Finnish Prime Minister Alexander Stubb visited Korea last week to invigorate bilateral ties in a broad range of areas, from winter sports to green technology.
The Finnish delegation attended a summit, forum and exhibition from Nov. 19-22, facilitating trade and investment in arctic development, energy infrastructure, shipbuilding, security and education.
A welcome reception for select diplomats, businessmen and journalists was held at the Finnish Embassy in Seoul, last Wednesday.
The 46-year-old wunderkind from Helsinki told reporters that he was delighted to visit Korea on his first official tour of Asia. He said his first visit had been in 1997, when he was a doctoral student attending a seminar on international relations.
“Finland and Korea share many similarities, such as our belief in sovereignty, democracy and the market economy,” Stubb said in a private interview with The Korea Herald at the embassy. Finns and Koreans also have “similar mentalities,” shaped by their hard-won identities through independence struggles.
Finnish Prime Minister Alexander Stubb (right) and Finnish Ambassador to Korea Matti Heimonen pose at the Finnish Embassy in Seoul last Wednesday. (Joel Lee/The Korea Herald)
Finland remained in the “gray zone” between the East and the West during the Cold War, Stubb said. Sandwiched between powerful Sweden and Russia, it had to balance its strategic and economic interests by remaining neutral and flexible.
Equally “realistic” was Finland’s decision to immediately join the European Union after the fall of the Soviet Union, and the country has “not looked back since,” according to Stubb.
The prime minister said that Finland benefitted greatly from the Korea-EU free trade agreement, which went into force in July 2011; the trade volume between Korea and Finland reached $1.7 billion last year.
“The more free trade there is, the better it is for both countries,” Stubb said. “Forty percent of our gross domestic product comes from international trade.”
With multilateral trade agreements falling out of favor throughout the world, Finland looked to make bilateral agreements with the European Union and third-party countries, he added.
Stubb said that his government has been making concerted efforts to shore up the economy by giving seed money to up-and-coming companies and lowering the corporate tax from 26 to 20 percent.

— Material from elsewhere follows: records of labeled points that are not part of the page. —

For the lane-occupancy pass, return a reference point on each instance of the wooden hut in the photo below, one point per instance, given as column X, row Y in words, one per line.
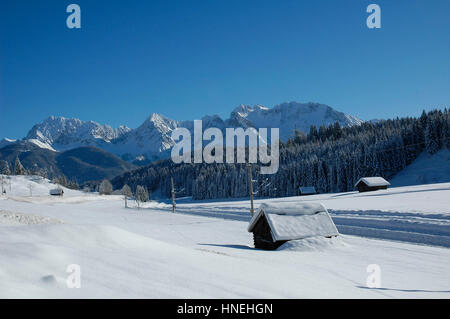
column 367, row 184
column 57, row 192
column 275, row 224
column 307, row 190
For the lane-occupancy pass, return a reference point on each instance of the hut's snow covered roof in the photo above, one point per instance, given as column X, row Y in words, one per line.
column 289, row 221
column 308, row 190
column 373, row 181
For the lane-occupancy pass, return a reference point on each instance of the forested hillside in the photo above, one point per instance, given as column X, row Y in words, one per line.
column 330, row 158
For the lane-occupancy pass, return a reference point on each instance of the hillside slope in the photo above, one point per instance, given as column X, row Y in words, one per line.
column 426, row 169
column 80, row 164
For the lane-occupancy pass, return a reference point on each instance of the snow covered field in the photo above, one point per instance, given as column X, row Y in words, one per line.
column 205, row 251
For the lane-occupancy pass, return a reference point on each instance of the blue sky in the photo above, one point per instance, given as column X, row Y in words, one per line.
column 186, row 59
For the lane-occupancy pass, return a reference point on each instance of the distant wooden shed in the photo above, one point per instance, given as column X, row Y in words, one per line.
column 57, row 192
column 275, row 224
column 307, row 190
column 367, row 184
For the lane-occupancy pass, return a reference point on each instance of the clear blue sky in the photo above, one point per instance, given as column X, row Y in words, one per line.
column 186, row 59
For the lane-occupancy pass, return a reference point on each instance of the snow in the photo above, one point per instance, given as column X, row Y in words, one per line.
column 373, row 181
column 315, row 243
column 307, row 190
column 295, row 221
column 426, row 169
column 6, row 141
column 204, row 250
column 285, row 227
column 40, row 144
column 292, row 208
column 153, row 139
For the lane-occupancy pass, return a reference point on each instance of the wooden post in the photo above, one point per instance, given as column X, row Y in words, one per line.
column 250, row 184
column 174, row 205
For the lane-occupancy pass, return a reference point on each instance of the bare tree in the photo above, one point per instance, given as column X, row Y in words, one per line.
column 126, row 192
column 31, row 187
column 141, row 195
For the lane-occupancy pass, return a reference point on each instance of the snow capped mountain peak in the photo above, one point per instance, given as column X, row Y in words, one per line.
column 64, row 133
column 152, row 139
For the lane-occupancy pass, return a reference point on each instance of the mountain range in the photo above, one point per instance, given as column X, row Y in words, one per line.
column 152, row 140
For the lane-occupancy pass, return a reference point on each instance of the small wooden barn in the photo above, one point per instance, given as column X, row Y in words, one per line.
column 367, row 184
column 57, row 192
column 275, row 224
column 307, row 190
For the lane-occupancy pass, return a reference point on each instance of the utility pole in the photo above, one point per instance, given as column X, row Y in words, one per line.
column 250, row 184
column 174, row 205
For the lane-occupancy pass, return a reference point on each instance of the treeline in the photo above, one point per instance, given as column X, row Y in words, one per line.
column 330, row 158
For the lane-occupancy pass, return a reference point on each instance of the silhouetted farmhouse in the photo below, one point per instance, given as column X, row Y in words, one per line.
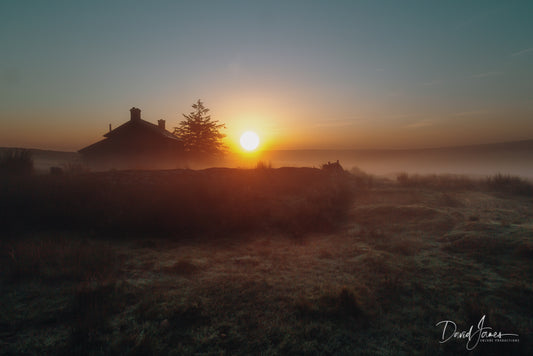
column 135, row 144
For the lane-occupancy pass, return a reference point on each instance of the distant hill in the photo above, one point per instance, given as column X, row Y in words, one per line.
column 507, row 157
column 44, row 159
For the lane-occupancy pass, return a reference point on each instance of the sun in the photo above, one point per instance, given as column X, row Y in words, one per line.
column 249, row 140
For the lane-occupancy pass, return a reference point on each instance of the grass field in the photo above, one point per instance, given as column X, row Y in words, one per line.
column 266, row 261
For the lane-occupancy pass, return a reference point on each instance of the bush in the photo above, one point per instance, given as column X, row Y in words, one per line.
column 16, row 162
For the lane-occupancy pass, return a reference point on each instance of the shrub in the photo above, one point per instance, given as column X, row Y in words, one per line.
column 16, row 162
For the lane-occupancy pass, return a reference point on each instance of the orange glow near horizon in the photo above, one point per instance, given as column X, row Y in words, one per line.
column 249, row 141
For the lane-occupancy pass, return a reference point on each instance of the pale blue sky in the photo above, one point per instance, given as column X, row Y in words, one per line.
column 304, row 74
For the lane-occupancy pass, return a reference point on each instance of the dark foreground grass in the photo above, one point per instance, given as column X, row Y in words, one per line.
column 295, row 200
column 399, row 260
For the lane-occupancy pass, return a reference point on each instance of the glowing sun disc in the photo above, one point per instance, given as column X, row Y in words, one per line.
column 249, row 140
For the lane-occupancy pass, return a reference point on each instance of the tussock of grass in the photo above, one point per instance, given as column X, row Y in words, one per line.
column 340, row 306
column 182, row 268
column 56, row 259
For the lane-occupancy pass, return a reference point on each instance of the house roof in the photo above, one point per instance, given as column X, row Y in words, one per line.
column 134, row 125
column 142, row 125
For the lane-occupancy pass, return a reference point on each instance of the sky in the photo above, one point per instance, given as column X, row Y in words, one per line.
column 302, row 74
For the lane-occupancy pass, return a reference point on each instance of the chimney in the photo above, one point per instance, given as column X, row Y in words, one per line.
column 135, row 114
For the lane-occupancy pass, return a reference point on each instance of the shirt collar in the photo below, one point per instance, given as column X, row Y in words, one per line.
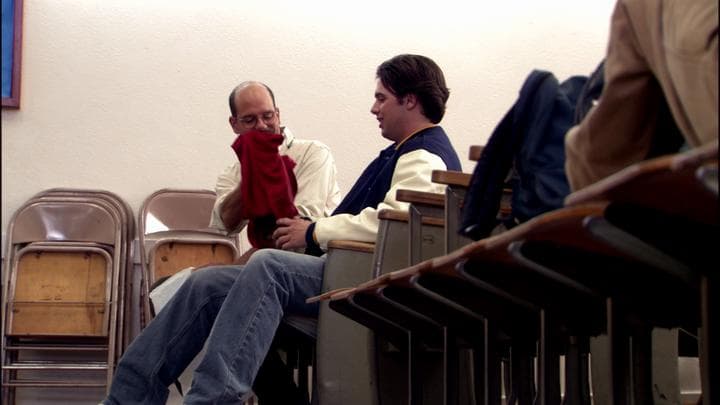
column 413, row 134
column 289, row 137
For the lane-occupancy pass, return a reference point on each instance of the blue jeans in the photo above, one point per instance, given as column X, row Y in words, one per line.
column 237, row 310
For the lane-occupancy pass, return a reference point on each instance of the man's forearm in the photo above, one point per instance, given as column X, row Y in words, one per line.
column 230, row 210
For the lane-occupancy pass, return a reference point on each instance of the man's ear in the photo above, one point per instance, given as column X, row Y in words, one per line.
column 410, row 101
column 233, row 124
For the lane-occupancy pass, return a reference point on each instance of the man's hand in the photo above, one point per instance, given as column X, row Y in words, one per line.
column 290, row 233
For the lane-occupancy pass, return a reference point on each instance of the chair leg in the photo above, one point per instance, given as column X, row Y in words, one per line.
column 548, row 364
column 709, row 355
column 451, row 355
column 619, row 356
column 492, row 371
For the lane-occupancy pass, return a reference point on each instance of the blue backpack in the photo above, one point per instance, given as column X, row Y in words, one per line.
column 526, row 153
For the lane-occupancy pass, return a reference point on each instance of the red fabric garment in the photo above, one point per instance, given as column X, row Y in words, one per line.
column 268, row 184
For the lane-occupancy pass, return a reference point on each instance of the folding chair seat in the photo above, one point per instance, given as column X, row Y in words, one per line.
column 174, row 233
column 52, row 242
column 130, row 306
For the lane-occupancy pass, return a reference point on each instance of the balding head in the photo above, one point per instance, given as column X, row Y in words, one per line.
column 252, row 105
column 243, row 85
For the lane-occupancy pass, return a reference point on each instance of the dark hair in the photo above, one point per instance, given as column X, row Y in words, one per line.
column 418, row 75
column 231, row 99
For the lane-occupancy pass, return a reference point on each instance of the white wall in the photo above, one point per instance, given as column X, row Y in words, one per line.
column 131, row 96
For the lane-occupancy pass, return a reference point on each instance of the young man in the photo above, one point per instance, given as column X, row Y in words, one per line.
column 236, row 313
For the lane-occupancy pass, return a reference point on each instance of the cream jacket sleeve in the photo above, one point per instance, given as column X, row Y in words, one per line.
column 412, row 171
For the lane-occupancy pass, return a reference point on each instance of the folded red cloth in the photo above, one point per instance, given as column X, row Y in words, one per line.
column 268, row 185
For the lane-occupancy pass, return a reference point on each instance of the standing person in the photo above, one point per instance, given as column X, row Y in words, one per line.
column 236, row 313
column 659, row 51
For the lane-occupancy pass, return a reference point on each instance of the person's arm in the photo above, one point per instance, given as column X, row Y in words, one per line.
column 618, row 130
column 413, row 171
column 318, row 193
column 226, row 212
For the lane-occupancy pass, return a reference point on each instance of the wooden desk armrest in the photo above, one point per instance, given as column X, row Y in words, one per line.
column 475, row 152
column 451, row 178
column 403, row 216
column 421, row 197
column 353, row 245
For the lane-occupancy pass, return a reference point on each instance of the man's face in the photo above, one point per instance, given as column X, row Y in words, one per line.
column 389, row 111
column 255, row 111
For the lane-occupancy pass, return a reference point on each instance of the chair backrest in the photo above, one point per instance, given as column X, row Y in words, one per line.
column 175, row 233
column 177, row 210
column 57, row 220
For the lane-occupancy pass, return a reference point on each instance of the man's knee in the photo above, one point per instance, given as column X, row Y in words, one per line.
column 212, row 280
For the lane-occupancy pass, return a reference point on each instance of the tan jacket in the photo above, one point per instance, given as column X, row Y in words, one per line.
column 657, row 48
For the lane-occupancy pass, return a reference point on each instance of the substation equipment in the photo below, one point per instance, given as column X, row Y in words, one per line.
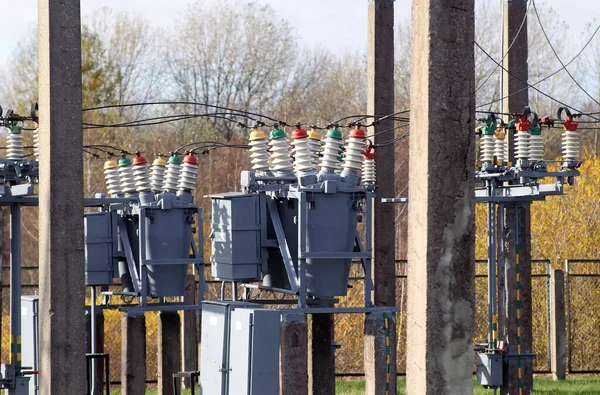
column 142, row 234
column 502, row 183
column 292, row 230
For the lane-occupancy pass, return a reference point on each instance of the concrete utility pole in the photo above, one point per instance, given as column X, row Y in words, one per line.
column 516, row 218
column 379, row 340
column 62, row 289
column 441, row 241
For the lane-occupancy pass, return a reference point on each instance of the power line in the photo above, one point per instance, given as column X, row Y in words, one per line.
column 556, row 54
column 549, row 76
column 508, row 50
column 529, row 85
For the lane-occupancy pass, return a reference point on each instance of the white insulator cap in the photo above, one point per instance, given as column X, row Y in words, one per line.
column 189, row 174
column 570, row 145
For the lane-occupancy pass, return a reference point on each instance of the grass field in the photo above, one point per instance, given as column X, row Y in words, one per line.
column 574, row 385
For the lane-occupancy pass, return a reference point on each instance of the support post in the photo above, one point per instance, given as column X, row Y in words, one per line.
column 293, row 368
column 321, row 360
column 99, row 365
column 133, row 354
column 441, row 256
column 517, row 217
column 169, row 346
column 189, row 354
column 380, row 102
column 558, row 348
column 61, row 244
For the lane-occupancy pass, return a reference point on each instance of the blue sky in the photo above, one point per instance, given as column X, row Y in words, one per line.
column 340, row 25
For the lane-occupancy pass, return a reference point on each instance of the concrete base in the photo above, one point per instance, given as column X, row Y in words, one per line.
column 99, row 387
column 189, row 338
column 133, row 354
column 380, row 355
column 321, row 359
column 169, row 350
column 293, row 368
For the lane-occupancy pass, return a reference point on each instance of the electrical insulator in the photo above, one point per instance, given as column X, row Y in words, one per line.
column 536, row 142
column 172, row 174
column 259, row 151
column 486, row 146
column 14, row 143
column 281, row 163
column 141, row 174
column 331, row 151
column 303, row 161
column 157, row 174
column 570, row 137
column 36, row 143
column 500, row 144
column 314, row 145
column 189, row 174
column 355, row 145
column 368, row 169
column 111, row 177
column 522, row 138
column 126, row 176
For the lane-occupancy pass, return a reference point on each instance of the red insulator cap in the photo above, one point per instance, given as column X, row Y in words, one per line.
column 190, row 158
column 570, row 125
column 523, row 124
column 299, row 133
column 139, row 160
column 358, row 133
column 369, row 153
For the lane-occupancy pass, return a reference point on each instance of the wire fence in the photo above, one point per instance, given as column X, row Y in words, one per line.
column 582, row 299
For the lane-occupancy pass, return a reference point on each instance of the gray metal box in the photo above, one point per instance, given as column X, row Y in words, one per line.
column 489, row 369
column 236, row 237
column 30, row 334
column 98, row 248
column 254, row 352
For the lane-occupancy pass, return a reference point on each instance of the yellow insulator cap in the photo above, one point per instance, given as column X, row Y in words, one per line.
column 109, row 164
column 159, row 162
column 257, row 134
column 313, row 134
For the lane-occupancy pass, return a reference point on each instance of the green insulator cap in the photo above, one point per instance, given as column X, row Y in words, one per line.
column 334, row 134
column 124, row 162
column 15, row 129
column 489, row 129
column 277, row 134
column 535, row 129
column 175, row 159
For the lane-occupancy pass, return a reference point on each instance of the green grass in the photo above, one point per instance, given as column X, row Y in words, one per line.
column 574, row 385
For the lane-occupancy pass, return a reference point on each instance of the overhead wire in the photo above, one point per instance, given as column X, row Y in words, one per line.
column 549, row 76
column 529, row 85
column 564, row 67
column 508, row 50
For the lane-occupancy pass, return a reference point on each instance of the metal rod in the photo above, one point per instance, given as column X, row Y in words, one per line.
column 93, row 337
column 15, row 284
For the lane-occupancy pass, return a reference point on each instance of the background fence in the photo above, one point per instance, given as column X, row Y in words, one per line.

“The less state intervention, the better for businesses,” Stubb said, stressing that it is the private sector that feeds growth in Finland.
Regarding Finnish telecommunications company Nokia’s decline in recent years, Stubb noted that Nokia has reinvented itself as a global networks provider, becoming the largest foreign networks company in Korea. Nokia is working to build fifth-generation networks for the 2018 PyeongChang Winter Olympics.
In Finland, Nokia initiated a “bridge program,” supporting former employees who aim to launch new businesses. There is a vibrant entrepreneurial momentum that has sprung from the combined efforts of the government, entrepreneurs and venture capital.
The Start-up Sauna program by Aalto University supports new initiatives by students. The Finnish government runs the Innovation Mill program under the aegis of the Tekes public agency, providing 2.6 billion euros ($3.2 billion) in funding and assisting 3,500 venture companies a year.
Stubb, who has published numerous books, papers and columns on the European Union, also shared his views on Finnish education, widely regarded as the finest in the world.
“The strength of Finnish education is that everyone gets to start from the same playing field,” he said. “Teachers enjoy much autonomy to push each student forward. We let their potentials flourish.”
Based on his experience as a university professor before entering politics, Stubb said that it is important to ingrain curiosity, analytical thinking and expressive skills into the child. “Learning by rote is old-fashioned,” he said.
Investing in education is like “putting money in the bank,” according to Stubb. “It’s the best investment to make.” He emphasized that teachers in Finland are highly qualified, respected and well-paid.
Becoming a teacher in Finland is also competitive ― one of the requirements is a master’s degree. Stubb pointed out that Finnish students consistently topped the Program for International Student Assessment, a test of 15-year-old students in mathematics, science and reading.
The tall, energetic leader was previously a member of the European Parliament and minister of foreign affairs and foreign trade between 2008 and 2014. He was sworn in as the head of the government in June this year.
Stubb is known to be an avid golfer, marathon runner and ice hockey player, and a fluent speaker of Finnish, English, Swedish, German and French. He has over 14,000 followers on Twitter.
Stubb has publicly expressed liberal political views ― affirming his commitment to Europeanism, internationalism and multiculturalism. In addition to approving same-sex marriage, Stubb is a patron of Helsinki’s Pride Parade, a celebration of lesbian, gay, bisexual and transgender culture and pride.